Imperial Iran's air force commander (1907–1986)

Hedayatollah Gilanshah (1907–1986) was the commander of the Imperial Iranian Air Force for three terms. He was among the individuals who contributed to the development of the Iranian air force. In addition, he was one of the army officers who played an active in the coup against Prime Minister Mohammad Mosaddegh in 1953.

==Early life and education==
Gilanshah was born in Tehran in 1907. He hailed from an aristocratic family. He graduated from the Officers’ Academy in Tehran. He was trained as a pilot in England and France. He joined further training programmes in England and the US.

==Career and activities==
In September 1941, he served as the commander of the Khuzestan Air Regiment. In 1947, he was promoted to the rank of Brigadier General and commander of the Air force from 1947 to 1948.

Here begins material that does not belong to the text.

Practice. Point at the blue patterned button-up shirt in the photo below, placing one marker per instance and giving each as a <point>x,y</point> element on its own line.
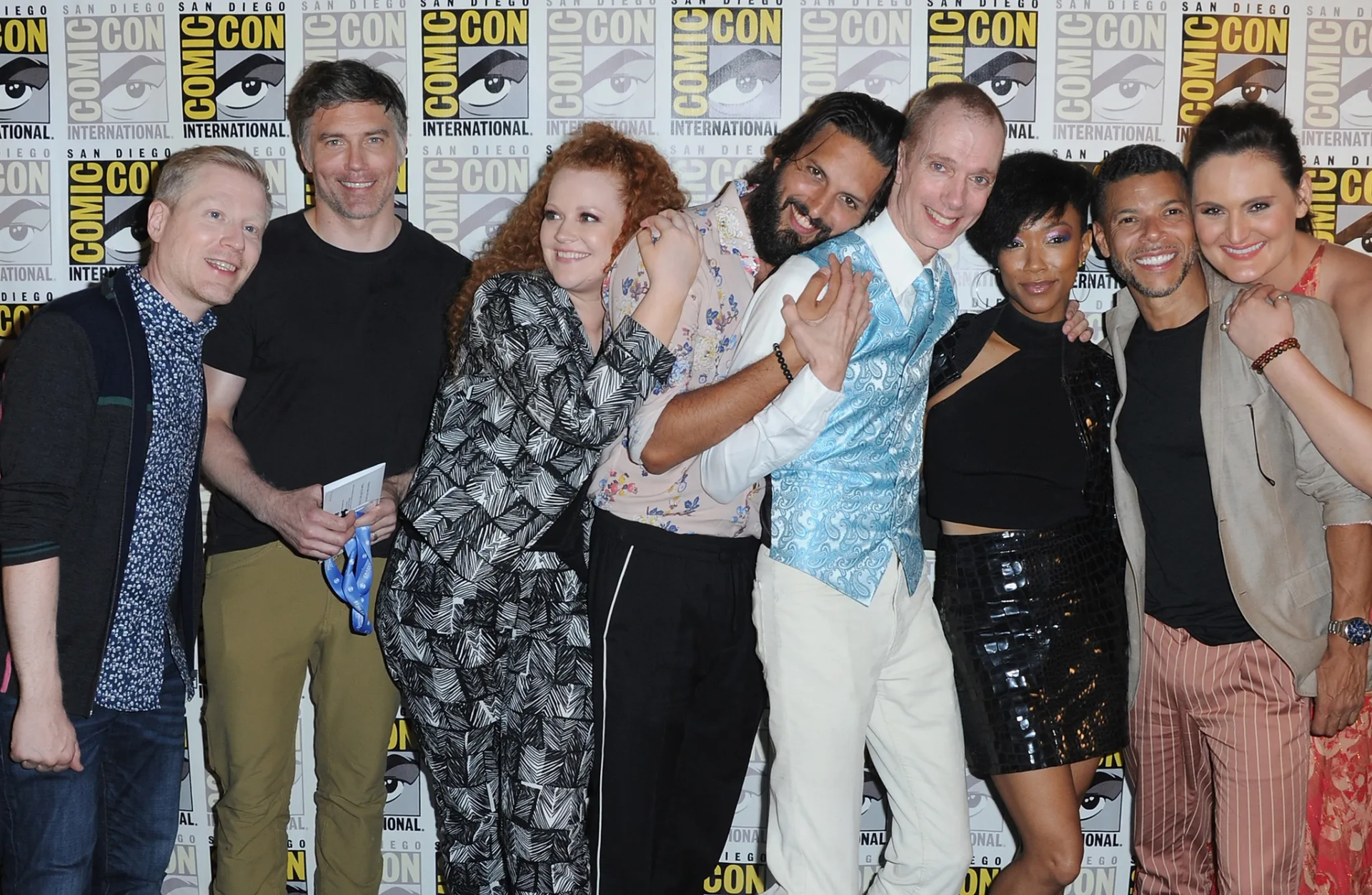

Between 1950 and 1952 Gilanshah served as the head of the Iranian Soccer Association. In 1952 he was appointed as the commander of the Iranian Air Force. He blamed Prime Minister Mohammad Mosaddegh for his early retirement and joined the anti-Mosaddeq officers. He was part of the pro-British army officers who were planning a coup against the government of Mosaddegh. The major members of this group included General Hassan Arfa, Brigadier General Teymur Bakhtiar and Colonel Hassan Akhavi. Gilanshah was promoted to the rank of Major General after the coup which had removed Mosaddegh from office and was named as the chief of the Shah Mohammad Reza Pahlavi's military office. From 1954 to 1958 he was the commander of the Iranian Air Force. Hedayatollah Gilanshah was regarded as one of the most powerful military figures of the second Pahlavi era.

==Later years and death==
After leaving office he retired and died in 1986.